History
Erasmus University Rotterdam has existed in its present form since 1973. Its history, however, dates back to 1913, the year in which the Netherlands School of Commerce (Nederlandsche Handels-Hoogeschool or NHH) was founded through private initiative with broad support from the Rotterdam business community. The statutory recognition of higher education in commerce and economics as an academic discipline resulted in 1939 in a change of name. The NHH became the NEH or Netherlands School of Economics (Nederlandse Economische Hogeschool). The growing complexity of society led in the 1960s to the arrival of the faculties of Law and Social Sciences, followed in later decades by Philosophy, History and Arts, and Business Administration.
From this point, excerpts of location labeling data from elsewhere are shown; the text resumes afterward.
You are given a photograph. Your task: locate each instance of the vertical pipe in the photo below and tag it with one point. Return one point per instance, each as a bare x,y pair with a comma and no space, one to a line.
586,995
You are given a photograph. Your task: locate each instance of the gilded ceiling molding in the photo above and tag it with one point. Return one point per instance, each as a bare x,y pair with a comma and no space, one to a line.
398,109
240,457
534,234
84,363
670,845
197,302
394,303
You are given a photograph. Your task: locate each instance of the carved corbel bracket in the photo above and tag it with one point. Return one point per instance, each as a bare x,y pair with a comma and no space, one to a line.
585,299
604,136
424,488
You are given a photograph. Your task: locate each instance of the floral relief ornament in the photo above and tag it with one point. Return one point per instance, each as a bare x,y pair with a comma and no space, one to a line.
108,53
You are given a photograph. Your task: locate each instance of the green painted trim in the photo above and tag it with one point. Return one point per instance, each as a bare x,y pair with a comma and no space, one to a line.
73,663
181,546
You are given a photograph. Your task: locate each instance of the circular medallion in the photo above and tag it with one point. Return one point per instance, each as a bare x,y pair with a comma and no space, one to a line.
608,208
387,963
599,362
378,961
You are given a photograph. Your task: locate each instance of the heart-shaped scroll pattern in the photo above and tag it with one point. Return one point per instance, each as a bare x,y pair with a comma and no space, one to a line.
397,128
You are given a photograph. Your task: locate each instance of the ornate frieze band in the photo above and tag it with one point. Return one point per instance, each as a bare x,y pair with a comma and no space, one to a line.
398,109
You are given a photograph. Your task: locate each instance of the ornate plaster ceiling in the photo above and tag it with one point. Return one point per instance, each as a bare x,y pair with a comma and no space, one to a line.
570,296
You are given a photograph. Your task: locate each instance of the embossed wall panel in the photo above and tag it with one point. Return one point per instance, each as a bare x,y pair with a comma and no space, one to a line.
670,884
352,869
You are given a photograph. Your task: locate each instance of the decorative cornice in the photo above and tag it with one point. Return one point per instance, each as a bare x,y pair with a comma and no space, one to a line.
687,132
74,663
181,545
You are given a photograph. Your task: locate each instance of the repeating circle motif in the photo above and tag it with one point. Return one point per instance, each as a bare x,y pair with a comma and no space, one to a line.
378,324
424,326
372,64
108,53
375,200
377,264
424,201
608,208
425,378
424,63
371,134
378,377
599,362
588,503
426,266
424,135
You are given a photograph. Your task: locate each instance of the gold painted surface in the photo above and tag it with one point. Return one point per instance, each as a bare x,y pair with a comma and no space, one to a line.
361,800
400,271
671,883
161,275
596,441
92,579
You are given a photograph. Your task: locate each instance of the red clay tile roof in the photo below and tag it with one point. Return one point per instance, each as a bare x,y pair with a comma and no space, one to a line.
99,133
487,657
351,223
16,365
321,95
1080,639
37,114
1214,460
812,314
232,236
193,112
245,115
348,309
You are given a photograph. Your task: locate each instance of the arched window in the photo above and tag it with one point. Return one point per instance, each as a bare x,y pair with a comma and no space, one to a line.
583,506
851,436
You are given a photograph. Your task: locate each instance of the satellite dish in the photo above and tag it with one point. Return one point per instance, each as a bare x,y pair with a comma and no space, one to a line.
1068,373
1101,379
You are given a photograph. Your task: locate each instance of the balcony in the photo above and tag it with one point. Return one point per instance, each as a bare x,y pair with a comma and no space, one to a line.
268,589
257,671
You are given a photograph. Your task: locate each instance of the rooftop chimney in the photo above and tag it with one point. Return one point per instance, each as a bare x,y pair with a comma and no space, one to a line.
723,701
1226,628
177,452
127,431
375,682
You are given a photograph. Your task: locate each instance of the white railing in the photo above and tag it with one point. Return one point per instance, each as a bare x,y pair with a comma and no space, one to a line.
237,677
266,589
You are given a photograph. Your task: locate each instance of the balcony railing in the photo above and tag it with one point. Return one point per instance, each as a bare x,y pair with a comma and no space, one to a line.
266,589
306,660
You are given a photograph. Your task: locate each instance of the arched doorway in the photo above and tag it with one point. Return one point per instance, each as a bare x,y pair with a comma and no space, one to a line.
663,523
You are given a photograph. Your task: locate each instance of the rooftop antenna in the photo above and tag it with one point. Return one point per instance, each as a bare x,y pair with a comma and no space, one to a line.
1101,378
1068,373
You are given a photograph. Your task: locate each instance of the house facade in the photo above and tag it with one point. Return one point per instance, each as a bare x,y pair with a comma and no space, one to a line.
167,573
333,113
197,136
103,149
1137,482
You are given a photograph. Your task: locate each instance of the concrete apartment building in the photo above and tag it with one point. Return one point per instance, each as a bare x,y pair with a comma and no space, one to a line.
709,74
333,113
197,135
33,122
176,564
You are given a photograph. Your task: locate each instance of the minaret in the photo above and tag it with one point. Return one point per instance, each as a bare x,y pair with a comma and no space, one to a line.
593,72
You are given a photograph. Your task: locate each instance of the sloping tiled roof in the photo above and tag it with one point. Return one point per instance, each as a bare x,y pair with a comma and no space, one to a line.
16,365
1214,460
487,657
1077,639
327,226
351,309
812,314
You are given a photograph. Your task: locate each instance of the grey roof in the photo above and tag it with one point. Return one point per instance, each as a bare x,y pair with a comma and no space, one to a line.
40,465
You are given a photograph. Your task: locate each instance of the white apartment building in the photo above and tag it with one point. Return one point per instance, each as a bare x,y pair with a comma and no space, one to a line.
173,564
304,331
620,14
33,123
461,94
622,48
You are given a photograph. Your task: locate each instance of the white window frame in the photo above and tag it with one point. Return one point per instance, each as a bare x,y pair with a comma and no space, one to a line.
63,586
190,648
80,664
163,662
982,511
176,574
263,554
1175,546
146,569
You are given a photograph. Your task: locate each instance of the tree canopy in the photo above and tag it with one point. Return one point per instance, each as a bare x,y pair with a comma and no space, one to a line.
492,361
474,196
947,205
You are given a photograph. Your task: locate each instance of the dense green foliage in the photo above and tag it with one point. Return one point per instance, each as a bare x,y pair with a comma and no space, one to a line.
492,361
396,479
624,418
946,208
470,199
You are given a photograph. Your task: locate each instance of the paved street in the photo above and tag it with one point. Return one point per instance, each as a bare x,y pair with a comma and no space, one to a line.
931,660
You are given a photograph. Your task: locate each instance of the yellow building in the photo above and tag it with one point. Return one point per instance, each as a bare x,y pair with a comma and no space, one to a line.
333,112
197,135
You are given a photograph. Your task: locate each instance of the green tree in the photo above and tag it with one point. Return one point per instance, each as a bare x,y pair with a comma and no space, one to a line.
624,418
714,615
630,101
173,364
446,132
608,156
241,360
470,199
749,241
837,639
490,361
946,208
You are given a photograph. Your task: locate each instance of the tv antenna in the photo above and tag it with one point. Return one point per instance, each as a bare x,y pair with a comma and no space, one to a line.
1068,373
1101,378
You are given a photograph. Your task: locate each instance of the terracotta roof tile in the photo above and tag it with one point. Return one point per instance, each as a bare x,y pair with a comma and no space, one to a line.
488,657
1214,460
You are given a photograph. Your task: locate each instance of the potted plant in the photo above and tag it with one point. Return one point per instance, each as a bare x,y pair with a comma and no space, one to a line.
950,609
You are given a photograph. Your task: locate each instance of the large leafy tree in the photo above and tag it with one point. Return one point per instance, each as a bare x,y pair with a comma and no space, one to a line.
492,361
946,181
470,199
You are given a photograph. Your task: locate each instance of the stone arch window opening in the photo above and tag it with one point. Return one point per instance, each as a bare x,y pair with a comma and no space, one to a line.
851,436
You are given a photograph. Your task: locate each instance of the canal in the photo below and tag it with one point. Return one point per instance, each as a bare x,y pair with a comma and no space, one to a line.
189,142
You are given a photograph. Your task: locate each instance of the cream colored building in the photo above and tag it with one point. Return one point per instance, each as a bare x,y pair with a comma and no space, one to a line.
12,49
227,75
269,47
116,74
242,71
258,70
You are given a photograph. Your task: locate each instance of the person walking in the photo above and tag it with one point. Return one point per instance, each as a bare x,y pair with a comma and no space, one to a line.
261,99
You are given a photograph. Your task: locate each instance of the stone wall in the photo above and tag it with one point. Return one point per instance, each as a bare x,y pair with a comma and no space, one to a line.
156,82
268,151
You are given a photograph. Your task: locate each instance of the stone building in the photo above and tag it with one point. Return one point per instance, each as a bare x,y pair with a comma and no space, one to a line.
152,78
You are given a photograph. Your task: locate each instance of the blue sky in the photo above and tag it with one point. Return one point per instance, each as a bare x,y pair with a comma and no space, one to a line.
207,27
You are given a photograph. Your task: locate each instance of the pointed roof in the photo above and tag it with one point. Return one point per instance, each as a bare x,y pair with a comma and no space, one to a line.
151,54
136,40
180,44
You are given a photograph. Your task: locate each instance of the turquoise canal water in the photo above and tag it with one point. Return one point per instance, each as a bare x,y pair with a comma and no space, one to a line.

From 1950, the Foundation for Higher Clinical Education used its best efforts to get a full academic medical study programme established in Rotterdam, and with success: In 1966, the government established the Medical Faculty Rotterdam, housed next to Dijkzigt Hospital. Together with the Sophia Children's Hospital and the Daniel den Hoed Clinic, it forms the University Hospital Rotterdam, which as of 1 January 2003 bears the name Erasmus MC. In 1973, the Medical Faculty Rotterdam and the Netherlands School of Economics merged to become Erasmus University Rotterdam – the first university in the Netherlands named after a person, a man to whom Rotterdam owes the reputation it has held for centuries in the academic world.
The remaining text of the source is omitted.